When to use Random Forest and when to use the other models?
- First, you need to figure out whether your problem is linear or non linear.
- Then: If your problem is linear, you should go for Simple Linear Regression if you only have one feature, and Multiple Linear Regression if you have several features. If your problem is non linear, you should go for Polynomial Regression, SVR, Decision Tree or Random Forest.

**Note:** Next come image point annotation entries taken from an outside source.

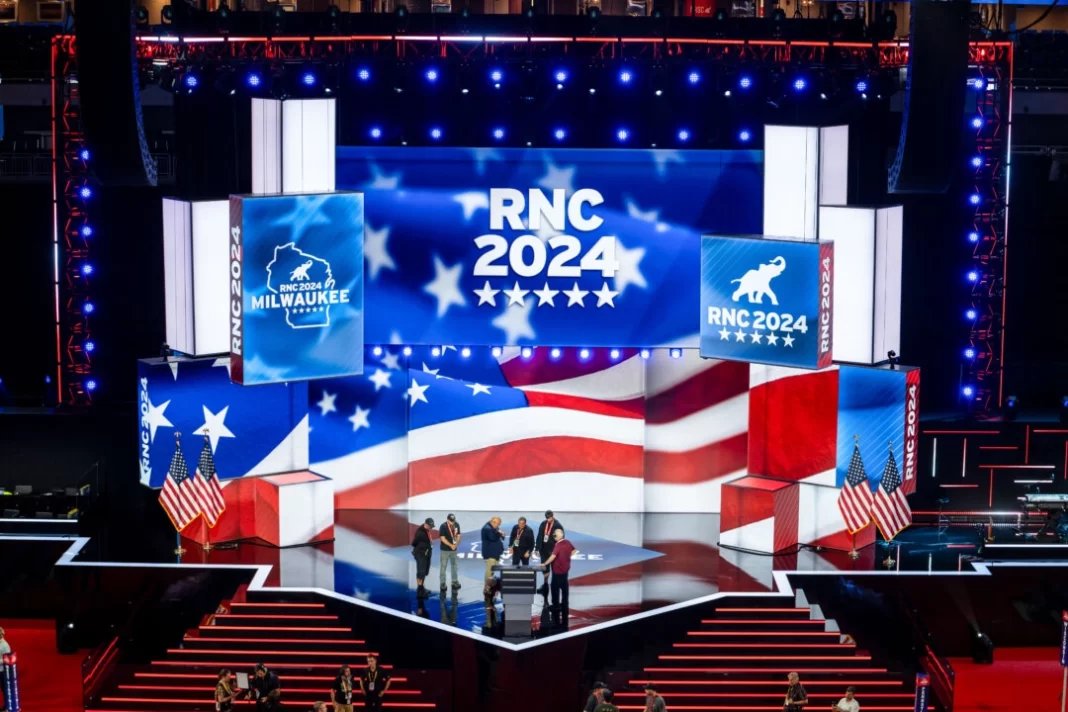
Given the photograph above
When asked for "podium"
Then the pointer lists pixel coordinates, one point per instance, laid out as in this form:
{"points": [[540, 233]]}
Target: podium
{"points": [[518, 587]]}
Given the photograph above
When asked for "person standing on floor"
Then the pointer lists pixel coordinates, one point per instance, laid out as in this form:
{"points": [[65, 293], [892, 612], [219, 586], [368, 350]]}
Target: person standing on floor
{"points": [[521, 542], [421, 549], [450, 539]]}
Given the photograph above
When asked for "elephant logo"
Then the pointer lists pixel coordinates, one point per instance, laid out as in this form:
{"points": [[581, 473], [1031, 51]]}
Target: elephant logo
{"points": [[756, 283]]}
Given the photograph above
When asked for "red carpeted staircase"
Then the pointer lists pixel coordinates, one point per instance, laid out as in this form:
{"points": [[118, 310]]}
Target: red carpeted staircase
{"points": [[302, 643], [737, 661]]}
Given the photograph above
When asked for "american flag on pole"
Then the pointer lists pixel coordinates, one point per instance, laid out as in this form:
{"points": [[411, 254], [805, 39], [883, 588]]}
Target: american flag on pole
{"points": [[206, 486], [856, 499], [891, 510], [178, 497]]}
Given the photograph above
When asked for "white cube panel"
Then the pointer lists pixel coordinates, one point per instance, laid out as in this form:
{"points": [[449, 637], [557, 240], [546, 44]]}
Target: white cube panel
{"points": [[195, 282], [867, 281]]}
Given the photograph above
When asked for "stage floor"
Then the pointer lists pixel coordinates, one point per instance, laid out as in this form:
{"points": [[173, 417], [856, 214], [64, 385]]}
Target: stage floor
{"points": [[628, 564]]}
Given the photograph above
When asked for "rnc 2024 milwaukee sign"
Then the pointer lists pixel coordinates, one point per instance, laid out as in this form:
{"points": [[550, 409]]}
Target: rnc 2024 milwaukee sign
{"points": [[296, 297], [767, 300]]}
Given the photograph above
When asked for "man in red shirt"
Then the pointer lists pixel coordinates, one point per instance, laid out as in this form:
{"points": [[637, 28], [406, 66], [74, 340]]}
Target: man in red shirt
{"points": [[560, 562]]}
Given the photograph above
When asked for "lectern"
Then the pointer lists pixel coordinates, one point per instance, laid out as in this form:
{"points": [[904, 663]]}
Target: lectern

Evaluating Regression Models Performance

What are Low/High Bias/Variance in Machine Learning?
- Low Bias is when your model predictions are very close to the real values.
- High Bias is when your model predictions are far from the real values.
- Low Variance: when you run your model several times, the different predictions of your observation points won’t vary much.
- High Variance: when you run your model several times, the different predictions of your observation points will vary a lot.
- What you want to get when you build a model is: Low Bias and Low Variance.

Logistic Regression

Is Logistic Regression a linear or non linear model?
- It is a linear model. You will visualize this at the end of the section when seeing that the classifier’s separator is a straight line
What are the Logistic Regression assumptions?
- First, binary logistic regression requires the dependent variable to be binary and ordinal logistic regression requires the dependent variable to be ordinal.
- Second, logistic regression requires the observations to be independent of each other. In other words, the observations should not come from repeated measurements or matched data.
- Third, logistic regression requires there to be little or no multicollinearity among the independent variables. This means that the independent variables should not be too highly correlated with each other.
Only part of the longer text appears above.